What makes a listicle win the citation

  • Top-third placement. Brands in the top third of a comparison article are measurably likelier to be the one the AI recommends. Being on the list isn’t enough; position matters because models tend to surface the first-named, most-prominent options.
  • Freshness. 79.1% of cited lists were updated in 2025, and ~76% of ChatGPT-cited pages overall were updated within 30 days. A “Best X 2024” that hasn’t been touched is a decaying asset. Date the list, update it on a cadence, and signal recency.
  • Genuine comparative value. Ahrefs’ own caution: 35% of cited lists came from low-authority domains — citation isn’t gated on Domain Rating — but lists that only self-promote read as thin. Linking to real alternatives and giving honest trade-offs is what makes a list citable and durable. (The glossary/honest-assessment mechanism again: visible even-handedness out-performs polished self-promotion.)

The strategy — two moves

1. Own the list. Publish and maintain a “Best X” in your category that genuinely helps the reader choose — and that includes your own product on its real merits. Ahrefs notes there’s “no apparent downside” to publishing self-promotional best-lists from a ranking or AI-citation standpoint, provided the list delivers real value (link to alternatives, avoid excessive self-promotion, keep it fresh). Notably Ahrefs keeps such lists below 0.5% of its own blog output — own-list publishing is a tactic, not a content strategy.

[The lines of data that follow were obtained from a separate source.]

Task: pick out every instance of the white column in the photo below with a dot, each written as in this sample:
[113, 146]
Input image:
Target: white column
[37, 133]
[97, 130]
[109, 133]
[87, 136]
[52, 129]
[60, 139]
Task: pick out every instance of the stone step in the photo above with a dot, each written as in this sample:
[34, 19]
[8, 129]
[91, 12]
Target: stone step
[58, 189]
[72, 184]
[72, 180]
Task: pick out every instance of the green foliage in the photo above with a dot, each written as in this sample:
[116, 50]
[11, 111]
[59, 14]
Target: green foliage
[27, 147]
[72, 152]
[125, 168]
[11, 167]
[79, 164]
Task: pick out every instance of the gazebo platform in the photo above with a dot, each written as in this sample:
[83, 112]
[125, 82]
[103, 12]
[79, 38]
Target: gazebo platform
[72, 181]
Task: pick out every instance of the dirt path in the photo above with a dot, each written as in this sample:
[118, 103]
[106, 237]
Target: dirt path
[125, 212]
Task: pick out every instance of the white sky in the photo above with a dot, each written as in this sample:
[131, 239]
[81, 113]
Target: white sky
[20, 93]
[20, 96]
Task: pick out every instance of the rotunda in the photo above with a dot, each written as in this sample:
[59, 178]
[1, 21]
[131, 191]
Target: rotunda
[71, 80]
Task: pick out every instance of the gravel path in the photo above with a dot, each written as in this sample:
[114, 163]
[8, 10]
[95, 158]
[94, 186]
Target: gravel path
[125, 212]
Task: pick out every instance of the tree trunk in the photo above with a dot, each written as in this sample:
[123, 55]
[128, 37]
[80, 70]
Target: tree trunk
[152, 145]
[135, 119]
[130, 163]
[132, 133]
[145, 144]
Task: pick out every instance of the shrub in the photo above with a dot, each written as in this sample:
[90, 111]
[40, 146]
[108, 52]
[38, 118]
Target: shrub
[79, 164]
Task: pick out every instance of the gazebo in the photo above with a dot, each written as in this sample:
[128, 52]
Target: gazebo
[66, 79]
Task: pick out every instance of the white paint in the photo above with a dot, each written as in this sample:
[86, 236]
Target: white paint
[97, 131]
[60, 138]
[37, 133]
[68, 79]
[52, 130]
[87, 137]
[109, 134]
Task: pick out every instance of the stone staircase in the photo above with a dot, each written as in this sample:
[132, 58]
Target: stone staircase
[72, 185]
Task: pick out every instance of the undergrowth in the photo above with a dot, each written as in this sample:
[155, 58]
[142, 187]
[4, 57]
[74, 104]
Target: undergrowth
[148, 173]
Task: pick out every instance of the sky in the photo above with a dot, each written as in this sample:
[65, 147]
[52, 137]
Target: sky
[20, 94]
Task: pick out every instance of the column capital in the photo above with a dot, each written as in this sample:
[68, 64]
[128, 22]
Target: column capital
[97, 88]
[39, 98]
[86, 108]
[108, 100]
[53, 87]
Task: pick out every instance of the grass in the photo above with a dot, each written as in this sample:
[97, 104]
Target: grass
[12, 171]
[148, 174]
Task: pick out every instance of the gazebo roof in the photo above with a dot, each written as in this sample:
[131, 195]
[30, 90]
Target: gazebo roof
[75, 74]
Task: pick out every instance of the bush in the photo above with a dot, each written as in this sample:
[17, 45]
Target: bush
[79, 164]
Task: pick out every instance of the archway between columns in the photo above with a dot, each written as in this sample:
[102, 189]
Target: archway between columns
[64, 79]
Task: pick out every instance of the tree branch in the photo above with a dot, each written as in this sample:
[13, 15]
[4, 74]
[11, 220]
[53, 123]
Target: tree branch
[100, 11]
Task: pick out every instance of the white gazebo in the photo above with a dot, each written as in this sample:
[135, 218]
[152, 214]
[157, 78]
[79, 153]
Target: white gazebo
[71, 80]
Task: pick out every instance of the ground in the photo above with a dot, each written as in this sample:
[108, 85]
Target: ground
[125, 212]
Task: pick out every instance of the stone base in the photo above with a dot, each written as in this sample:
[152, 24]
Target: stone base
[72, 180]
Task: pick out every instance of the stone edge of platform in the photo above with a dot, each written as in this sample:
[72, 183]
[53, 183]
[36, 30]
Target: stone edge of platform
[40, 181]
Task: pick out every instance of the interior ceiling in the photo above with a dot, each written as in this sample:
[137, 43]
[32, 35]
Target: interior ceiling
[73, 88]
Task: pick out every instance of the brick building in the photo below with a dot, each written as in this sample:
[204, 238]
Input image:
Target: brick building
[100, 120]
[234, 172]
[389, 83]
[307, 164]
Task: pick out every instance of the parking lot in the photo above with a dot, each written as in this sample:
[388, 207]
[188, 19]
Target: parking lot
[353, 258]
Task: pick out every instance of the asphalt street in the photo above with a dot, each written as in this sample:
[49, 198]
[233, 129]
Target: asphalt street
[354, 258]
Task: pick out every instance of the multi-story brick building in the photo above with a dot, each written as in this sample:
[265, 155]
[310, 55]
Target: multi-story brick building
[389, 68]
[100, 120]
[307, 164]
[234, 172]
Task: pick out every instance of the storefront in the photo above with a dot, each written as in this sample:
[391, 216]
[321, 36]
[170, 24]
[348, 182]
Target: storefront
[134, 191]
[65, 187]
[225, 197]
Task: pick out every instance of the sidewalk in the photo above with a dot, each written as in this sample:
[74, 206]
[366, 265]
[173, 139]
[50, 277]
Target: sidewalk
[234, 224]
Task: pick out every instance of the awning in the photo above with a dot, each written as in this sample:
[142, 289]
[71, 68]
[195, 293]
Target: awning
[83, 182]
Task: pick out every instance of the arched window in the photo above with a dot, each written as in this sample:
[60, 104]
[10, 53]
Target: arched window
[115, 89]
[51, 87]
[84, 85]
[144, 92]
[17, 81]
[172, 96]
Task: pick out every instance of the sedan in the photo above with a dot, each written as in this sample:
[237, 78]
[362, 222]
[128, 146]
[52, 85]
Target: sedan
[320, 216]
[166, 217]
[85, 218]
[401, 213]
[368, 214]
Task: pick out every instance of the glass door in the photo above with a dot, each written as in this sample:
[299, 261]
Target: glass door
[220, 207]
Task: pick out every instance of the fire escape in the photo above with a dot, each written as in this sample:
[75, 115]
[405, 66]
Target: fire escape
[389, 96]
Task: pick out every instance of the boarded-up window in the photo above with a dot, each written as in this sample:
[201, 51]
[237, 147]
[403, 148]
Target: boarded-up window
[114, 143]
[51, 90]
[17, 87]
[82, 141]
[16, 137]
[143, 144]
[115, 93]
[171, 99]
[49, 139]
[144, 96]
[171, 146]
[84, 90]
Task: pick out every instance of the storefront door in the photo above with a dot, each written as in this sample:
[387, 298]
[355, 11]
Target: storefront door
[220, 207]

2. Get placed highly in third-party lists. Most “Best X” citations are third-party. Identify the comparison articles and review platforms (G2, Clutch, Capterra, niche blogs) that AI assistants cite for your category, and run outreach to be included — and included high. This is the AI-era form of digital PR, and it ties directly to seo/ai-visibility’s “PR is the new SEO” thesis.

Honest limits

  • Single-vendor evidence. The 43.8% figure is Ahrefs-measured on a 750-prompt set the platform acknowledges “may not perfectly represent actual ChatGPT user behavior.” Treat as directional Tier 2 — see seo/ahrefs-ai-search-studies-2026.
  • Category-dependent. “Best X” dominance is strongest for software/products/services research queries. For purely informational or YMYL queries other formats lead.
  • Volatile placement. AI citations churn (~45% between AIO generations — glossary/share-of-model); a single citation on a single query is not a durable win. The asset is the maintained list, not any one placement.
  • Don’t over-rotate. A blog of nothing but self-serving best-lists is a thin-content risk. The format is a tactic within a broader earned-authority strategy.

Key Takeaways

  • “Best X” listicles are the most-cited content format in AI chatbots (43.8% of ChatGPT’s cited page types).
  • Top-third placement + freshness are the two levers; genuine comparative value is the durability condition.
  • Strategy: own the list in your category and get placed highly in third-party lists via outreach.
  • AI favors third-party comparative judgment over brand-owned copy — this is digital PR, not content marketing.
  • Single-vendor evidence; directional, not causal.